Net sales of $1,664 million slipped 1% and also lagged the Zacks Consensus Estimate of $1,689 million, mainly owing to soft organic sales. Organic sales dipped 1% on account of lower volumes.
Nonetheless, the company’s adjusted gross margin grew 80 basis points to 36.9%, thus reverting to its expansion trend after last quarter’s downside. The gross margin growth was mainly accountable to productivity enhancements and benefits from cost-curtailing efforts, somewhat negated by cost inflation and escalated supply chain expenses.
Moreover, adjusted EBIT for the quarter advanced 11% to $282 million, thanks to reduced marketing and selling costs, and improved gross margin. This was somewhat marred by soft sales.
Campbell reports its results under three segments, namely, Americas Simple Meals and Beverages, Global Biscuits and Snacks, and Campbell Fresh.
Americas Simple Meals and Beverages: In fourth-quarter fiscal 2017, sales at the division dipped 3% year over year to $815 million, on account of softness in V8 beverages and soup sales. During the quarter, sales for U.S. soup dropped 4%, on account of a drop in broth, ready-to-serve soups and condensed soups.
Global Biscuits and Snacks: Sales at this division remained flat at $624 million, as Pepperidge Farm snacks strength across Australia was countered by weakness in Indonesia.
Campbell Fresh: Sales at this segment climbed 1% to $225 million on the back of greater Garden Fresh Gourmet sales, along with strength across carrots and carrot ingredients. This was partially offset by soft sales of Bolthouse Farms refrigerated beverages, which continued being hurt by supply constraints.
Campbell ended the quarter with cash and cash equivalents of $319 million, long-term debt of $2,499 million and total shareholders’ equity of $1,645 million. Further, the company generated $1,291 million as cash flow from operations during fiscal 2017.
Fiscal 2018 Outlook
Management remains impressed with some key achievements of fiscal 2017. These include raising the company’s multi-year cost-savings goal to $450 million by 2020. The company also anticipates significant gains from its pending buyout of Pacific Foods. Finally, Campbell remains focused on getting its C-Fresh division back to growth path, by solving the problems related to capacity constraints. With solid focus on cost savings and its core strategic imperatives, Campbell remains well-placed for long-term growth.

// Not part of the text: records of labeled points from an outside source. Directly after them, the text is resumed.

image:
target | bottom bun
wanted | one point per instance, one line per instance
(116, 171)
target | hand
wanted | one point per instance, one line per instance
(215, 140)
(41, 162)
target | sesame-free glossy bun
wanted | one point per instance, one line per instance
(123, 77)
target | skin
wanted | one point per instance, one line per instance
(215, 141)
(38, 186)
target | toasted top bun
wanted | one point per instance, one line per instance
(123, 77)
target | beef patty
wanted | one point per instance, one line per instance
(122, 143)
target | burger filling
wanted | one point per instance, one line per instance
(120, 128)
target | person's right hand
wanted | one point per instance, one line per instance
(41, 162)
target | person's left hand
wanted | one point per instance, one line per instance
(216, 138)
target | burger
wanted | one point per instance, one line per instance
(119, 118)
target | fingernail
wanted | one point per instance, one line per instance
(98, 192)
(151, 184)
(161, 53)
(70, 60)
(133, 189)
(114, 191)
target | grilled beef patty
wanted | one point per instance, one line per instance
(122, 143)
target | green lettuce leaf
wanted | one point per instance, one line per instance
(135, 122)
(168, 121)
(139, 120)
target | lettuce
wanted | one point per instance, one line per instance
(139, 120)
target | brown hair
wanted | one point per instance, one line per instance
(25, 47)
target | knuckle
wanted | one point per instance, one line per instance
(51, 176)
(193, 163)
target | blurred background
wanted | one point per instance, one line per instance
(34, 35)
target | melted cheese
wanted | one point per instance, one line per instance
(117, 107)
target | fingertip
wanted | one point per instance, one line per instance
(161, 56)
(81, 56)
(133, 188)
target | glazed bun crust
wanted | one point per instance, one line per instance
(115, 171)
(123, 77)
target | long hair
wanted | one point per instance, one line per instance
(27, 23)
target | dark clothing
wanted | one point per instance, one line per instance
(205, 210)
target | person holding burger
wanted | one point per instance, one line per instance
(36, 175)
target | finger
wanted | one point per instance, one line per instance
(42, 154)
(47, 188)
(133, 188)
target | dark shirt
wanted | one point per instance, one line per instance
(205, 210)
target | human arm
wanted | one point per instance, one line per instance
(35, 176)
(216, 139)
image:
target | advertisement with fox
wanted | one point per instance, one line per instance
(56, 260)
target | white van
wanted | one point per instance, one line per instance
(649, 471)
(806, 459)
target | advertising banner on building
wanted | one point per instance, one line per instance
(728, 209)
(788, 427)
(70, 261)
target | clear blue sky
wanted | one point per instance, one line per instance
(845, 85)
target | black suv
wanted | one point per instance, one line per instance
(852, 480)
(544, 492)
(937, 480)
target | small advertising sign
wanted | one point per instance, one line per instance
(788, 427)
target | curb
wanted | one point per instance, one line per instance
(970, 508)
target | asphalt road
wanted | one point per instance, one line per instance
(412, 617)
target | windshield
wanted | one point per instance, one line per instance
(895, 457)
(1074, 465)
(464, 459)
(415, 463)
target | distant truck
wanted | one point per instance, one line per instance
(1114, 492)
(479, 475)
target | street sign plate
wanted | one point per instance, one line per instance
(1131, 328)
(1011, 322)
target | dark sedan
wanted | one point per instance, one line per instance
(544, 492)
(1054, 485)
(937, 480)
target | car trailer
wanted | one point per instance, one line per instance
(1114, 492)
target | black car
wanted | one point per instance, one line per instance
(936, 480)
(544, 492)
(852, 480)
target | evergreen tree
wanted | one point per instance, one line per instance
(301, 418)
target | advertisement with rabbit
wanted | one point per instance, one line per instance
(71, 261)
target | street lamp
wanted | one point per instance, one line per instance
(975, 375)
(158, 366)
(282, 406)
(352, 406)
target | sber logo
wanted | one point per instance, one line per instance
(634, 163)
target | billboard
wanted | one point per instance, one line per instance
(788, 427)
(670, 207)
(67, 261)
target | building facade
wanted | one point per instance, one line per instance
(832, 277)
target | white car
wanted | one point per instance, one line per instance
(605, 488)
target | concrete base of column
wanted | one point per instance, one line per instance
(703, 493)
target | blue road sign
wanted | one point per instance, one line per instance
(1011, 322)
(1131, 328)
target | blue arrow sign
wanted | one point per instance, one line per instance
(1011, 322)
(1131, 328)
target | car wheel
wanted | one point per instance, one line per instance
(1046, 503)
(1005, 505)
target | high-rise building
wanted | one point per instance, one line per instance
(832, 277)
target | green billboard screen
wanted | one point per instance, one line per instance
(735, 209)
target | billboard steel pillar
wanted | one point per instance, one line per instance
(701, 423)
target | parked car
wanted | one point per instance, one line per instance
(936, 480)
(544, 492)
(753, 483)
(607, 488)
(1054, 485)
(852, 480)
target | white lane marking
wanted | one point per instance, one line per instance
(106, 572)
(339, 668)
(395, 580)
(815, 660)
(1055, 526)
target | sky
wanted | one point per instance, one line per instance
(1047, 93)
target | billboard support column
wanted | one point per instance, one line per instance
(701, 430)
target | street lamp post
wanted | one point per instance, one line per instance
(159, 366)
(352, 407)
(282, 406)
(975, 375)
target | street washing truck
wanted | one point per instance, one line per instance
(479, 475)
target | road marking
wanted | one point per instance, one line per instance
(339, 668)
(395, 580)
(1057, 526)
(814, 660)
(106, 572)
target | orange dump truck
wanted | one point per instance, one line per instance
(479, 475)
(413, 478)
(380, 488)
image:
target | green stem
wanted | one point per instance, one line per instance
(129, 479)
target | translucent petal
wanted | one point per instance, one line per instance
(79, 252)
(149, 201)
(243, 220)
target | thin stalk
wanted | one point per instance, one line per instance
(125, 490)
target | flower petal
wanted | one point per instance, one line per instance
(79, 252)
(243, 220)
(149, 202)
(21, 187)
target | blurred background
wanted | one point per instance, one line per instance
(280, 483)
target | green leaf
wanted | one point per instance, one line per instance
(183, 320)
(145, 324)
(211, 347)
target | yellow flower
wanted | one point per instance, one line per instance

However, given a tough operating environment, management expects sales growth for fiscal 2018 to range from negative 2% to flat. Adjusted EBIT growth is anticipated in a range of negative 1% to 1% increase. Adjusted earnings per share growth is envisioned in the range of flat to 2% rise, to $3.04-$3.11.
Currency headwinds are expected to have a nominal impact on the company’s fiscal 2018 performance.
How Have Estimates Been Moving Since Then?
Following the release, investors have witnessed a downward trend in fresh estimates. There has been one revision lower for the current quarter. In the past month, the consensus estimate has shifted downward by 7% due to these changes.
At this time, Campbell Soup's stock has a nice Growth Score of B, though it is lagging a lot on the momentum front with an F. However, the stock was allocated a grade of C on the value side, putting it in the middle 20% for this investment strategy.
Overall, the stock has an aggregate VGM Score of B. If you aren't focused on one strategy, this score is the one you should be interested in.
Zacks' style scores indicate that the company's stock is more suitable growth investors than value investors.
Estimates have been broadly trending downward for the stock. The magnitude of this revision also indicates a downward shift. It's no surprise that the stock has a Zacks Rank #5 (Strong Sell). We are expecting a below average return from the stock in the next few months.